Ashley Zhangazha (Biff) and Don Warrington (Willy) Pic Johan Persson

We are constantly reading that the biggest killer of men under 45 is suicide, and that one of the reasons for this, is their reluctance to talk to family and friends, about what they are going through.

Arthur Miller’s classic peek into the lives of an American family, and what lies beneath the façade of machismo, is sadly still relevant.

Imagine a scenario where everyone sees you as the stalwart, the one who leaves at the crack of dawn, driving for miles to work in a profession that is ready to spit you out, and you know it.

There are still bills to pay, but the biggest debt you cannot speak about, is the one you feel owe yourself. Your pride is in tatters, and your anger is the only thing that lets you know you are the man of the house.

Meet 63-year-old Willy Loman (played by the brilliant Don Warrington), a travelling salesman. He is a remote man, who for all his bluster, anger and frustration, is walking around in circles, in search of a purpose.

Review: Death of a Salesman at The Royal Exchange Theatre I Love Manchester
Don Warrington (Willy Loman) and Maureen Beattie (Linda Loman) Pic Johan Persson

His two sons are older, and like many of us, they have a version of their father, and like many of the other characters, they do not see the whole man. In fact, sadly some people do not see him at all.

Willy’s loyal wife Linda (Maureen Beattie) defends the man she loves, but she also tip- toes around him. This is because when the lights are out and America sleeps, she is fully aware that her husband’s constant tiredness is not just because of work. He is spent. Society is done with him, he knows it and so does she.

The most fascinating aspect of this wonderful play is the relationship between father and sons. None more so than between Biff (the ever-watchable Ashley Zhangazha) and his pa.

They fight and bicker but once the fire is put out they have respect for another but cannot find the words to express this. So they fight and hurt each other some more until they say way too much.

Buom Tihngang plays Willy’s younger son, the appropriately named Happy, who is upbeat and optimistic on the surface but like his father is unafraid to admit he is not as successful as he claims to be.

Rupert Hill has a great cameo role as Willy’s boss Howard Wagner who represents the new impersonal face of the company, further alienating the salesman from the life he once had.

Will Merrick’s Bernard is the younger face, emerging from the crowd, reminding Willy of the life he had which, like the sands of times, it is slipping away.

Sarah Frankcom’s production of this American classic is absolutely beautiful, from Leslie Travers’ beautiful set design, complete with a circular bench for characters to sit and watch, with us, as Willy’s life unravels, through to Jack Knowles’ stunning lighting, which highlights Loman’s restlessness after an unfulfilling and pointless day’s work.
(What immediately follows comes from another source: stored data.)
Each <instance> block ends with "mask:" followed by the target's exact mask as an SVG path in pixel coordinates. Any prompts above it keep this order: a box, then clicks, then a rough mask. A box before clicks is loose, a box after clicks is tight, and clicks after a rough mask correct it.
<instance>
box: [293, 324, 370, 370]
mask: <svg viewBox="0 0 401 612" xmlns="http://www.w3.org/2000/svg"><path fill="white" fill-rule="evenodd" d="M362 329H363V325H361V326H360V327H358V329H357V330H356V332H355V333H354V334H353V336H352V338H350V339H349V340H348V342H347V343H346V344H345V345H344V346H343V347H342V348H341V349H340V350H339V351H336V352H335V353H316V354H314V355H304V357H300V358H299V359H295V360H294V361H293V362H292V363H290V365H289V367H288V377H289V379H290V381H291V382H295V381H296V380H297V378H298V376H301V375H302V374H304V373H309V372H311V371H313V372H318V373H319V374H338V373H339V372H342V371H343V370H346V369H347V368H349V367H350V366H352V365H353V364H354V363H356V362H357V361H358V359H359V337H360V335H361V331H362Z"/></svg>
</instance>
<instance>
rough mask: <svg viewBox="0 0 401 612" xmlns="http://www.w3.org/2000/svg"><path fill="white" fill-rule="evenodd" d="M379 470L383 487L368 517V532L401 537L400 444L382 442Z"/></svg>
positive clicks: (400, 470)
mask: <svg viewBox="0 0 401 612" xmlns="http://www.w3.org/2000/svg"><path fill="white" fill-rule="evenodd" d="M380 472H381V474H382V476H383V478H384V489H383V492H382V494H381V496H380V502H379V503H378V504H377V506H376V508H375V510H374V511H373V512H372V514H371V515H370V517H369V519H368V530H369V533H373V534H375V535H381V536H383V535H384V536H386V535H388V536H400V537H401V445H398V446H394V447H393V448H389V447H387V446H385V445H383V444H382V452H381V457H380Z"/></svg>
Warrington’s portrayal of this man on the edge has a familiarity about it. He is meant to be an everyman, but far from ordinary, and the actor brings a downtrodden sense of ‘what now?’ through his body language – shouting and seemingly angry, but quietly contemplative inside. This means you enter the mind of a man who you want to reach out to.

Maureen Beattie’s sense of loyalty masks the fear that haunts her and she knows what many others in the community do not. This brilliant actress carries this around with her, like Willy’s suitcase, and it makes for a compelling performance.

Ashley Zhangazha returns to the Royal Exchange, following a great turn in Guys and Dolls and he knocks it out of the park again. You cannot take your eyes off him. Even when his behaviour towards his father is out of control, the actor retains your sympathy, as he shows you the complex layers that a young man carries around and keeps tucked inside.

Buom Tihngang is a quieter presence, but he is equally impressive as the younger brother who sees so much but blocks out a great deal because he is living his own lie.

Sarah Frankcom’s production of Death of a Salesman is a perfectly poignant portrait of a man no one really sees any more. It will break your heart, and it will make you sadly aware, that it is as relevant now, as it ever was.

Forget Netflix. This epic three hour plus play has more heart and power than a box set, and it packs such a mighty punch, that you will be thinking about it for weeks after.

Death of a Salesman is at the Royal Exchange Theatre until 17th November 2018.